Oxidation of a zirconium nitride multilayer-covered knee implant after two years in clinical use

Artikel i vetenskaplig tidskrift, 2024

The surface composition and microstructure of an up to 5 µm thick multilayer on a knee implant were investigated. When the implant was explanted after approximately two years of clinical use due to failure from aseptic loosening, the topmost ZrN layer was found to be oxidized. Interestingly, only the non-articulating area was visibly oxidized (color change). Up until then, the formation and characteristics of the oxide and its influence on the tribological performance remained uncertain. The oxide was thoroughly analyzed using transmission electron microscopy (TEM) and atom probe tomography (APT). The articulating and non-articulating areas were compared with an as-fabricated implant, which served as a reference. The results show that a thin oxide was also present on the articulating surface. All measured oxides were thicker than expected from native oxidation.
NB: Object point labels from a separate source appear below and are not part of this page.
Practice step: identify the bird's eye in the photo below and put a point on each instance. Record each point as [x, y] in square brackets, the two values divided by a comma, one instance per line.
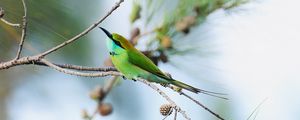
[118, 43]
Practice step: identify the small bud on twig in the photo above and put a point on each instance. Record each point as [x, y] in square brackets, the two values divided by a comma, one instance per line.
[1, 12]
[166, 109]
[105, 109]
[97, 93]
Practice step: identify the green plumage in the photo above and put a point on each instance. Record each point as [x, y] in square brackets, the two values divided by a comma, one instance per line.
[132, 64]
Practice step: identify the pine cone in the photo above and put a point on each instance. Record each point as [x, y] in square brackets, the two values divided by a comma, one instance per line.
[166, 109]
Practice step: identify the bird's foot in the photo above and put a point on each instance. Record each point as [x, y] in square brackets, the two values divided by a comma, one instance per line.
[164, 84]
[124, 77]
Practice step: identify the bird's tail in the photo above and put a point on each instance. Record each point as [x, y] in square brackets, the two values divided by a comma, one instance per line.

The oxygen content of the majority of the oxide, measured with energy dispersive X-ray spectroscopy (EDS) and APT, was lower than required for the stable ZrO2 form. Underneath the oxide, the ZrN layer remained unaffected, demonstrating the oxide's effective passivating behavior against further oxidation. No cobalt from the substrate was detected within the ZrN layer, proving the multilayer's excellent barrier function against ion release from the base metal. Statement of significance: In our aging society, the use of artificial knee implants is widespread. Implant failure is not only costly, but often connected with pain for the patient and inevitably involves the implantation of a new joint. Hence, understanding the origin of joint failure is of high importance to extend the lifetime of the implant. In this research, we investigate the influence of a surface oxide, formed on an explant which failed after ∼ 2 years, on the multilayer stability. As a novelty, we focus not on the wear of the polyethylene gliding surface but on the formed oxide. The use of high-resolution analysis techniques allowed us to get a glimpse on the ongoing mechanisms at the explants surface.